The overwhelming information flow of modern times is urgently calling for computer-based methods to distill the knowledge that is both comprehensible and important to us. This book is a collection of such methods. Data Mining (DM) is a technology for Knowledge Discovery (KD), which means finding novel, understandable, and potentially useful patterns in data. DM for KD started taking shape as an individual discipline in the late 80s, so the book addresses a relatively new area, currently gaining momentum. Despite the immaturity of the area the authors are not hyper euphoric about it: they warn the reader to be cautious about calling KD "evolutionary and unique approach". This view has resulted in an "umbrella"' book consisting of nine self-contained chapters, each one introducing a specific area. These areas (machine learning, pattern recognition, neural networks, fuzzy systems, rough sets, evolutionary computing and data preprocessing) differ in terminology and technology but have the same main goal -- discovery of knowledge from data. It is always a good idea to give the methods their own labels before renaming them as the bricks of the new domain (DM and KD). A certain coherence may be lost, however the preserved individuality of the DM methods within their own theoretical frameworks makes the book an excellent compact reference tool.

The book begins with an enlightening introduction into the terminology and philosophy of DM and KD. The authors characterize the data (large volume, missing values, uncertainties of various types), outline the main knowledge patterns (rules and trees), and specify the basic models, detailed in the ensuing chapters.

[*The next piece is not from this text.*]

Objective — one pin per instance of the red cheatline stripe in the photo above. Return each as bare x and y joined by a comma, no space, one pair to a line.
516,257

Rough sets are introduced in Chapter 2 with the help of 23 examples, guiding the reader through the concepts of information systems, indiscernability relations, lower and upper approximation of a set, and accuracy of approximation. Classification and extraction of decision rules by rough sets are explained, with data reduction playing a major role.

Chapter 3 introduces fuzzy sets. Unlike many similar texts, the authors give proper attention to the crucial problem of how to determine membership functions: empirically (4 methods are given) or by parametric oprtimization. Starting with the simple concepts the authors build the next level: fuzzy relations, triangular norms and co-norms, extension principle, fuzzy arithmetic, measures of fuzziness, "defuzzification" (representation of a fuzzy set by a single number). The links between fuzzy sets, rough sets, and probability are sketched. The "frame of cognition" (a set of semantically linked fuzzy sets on the same universal set) is presented in detail as the basis of fuzzy reasoning, a highly adequate model for DM and KD.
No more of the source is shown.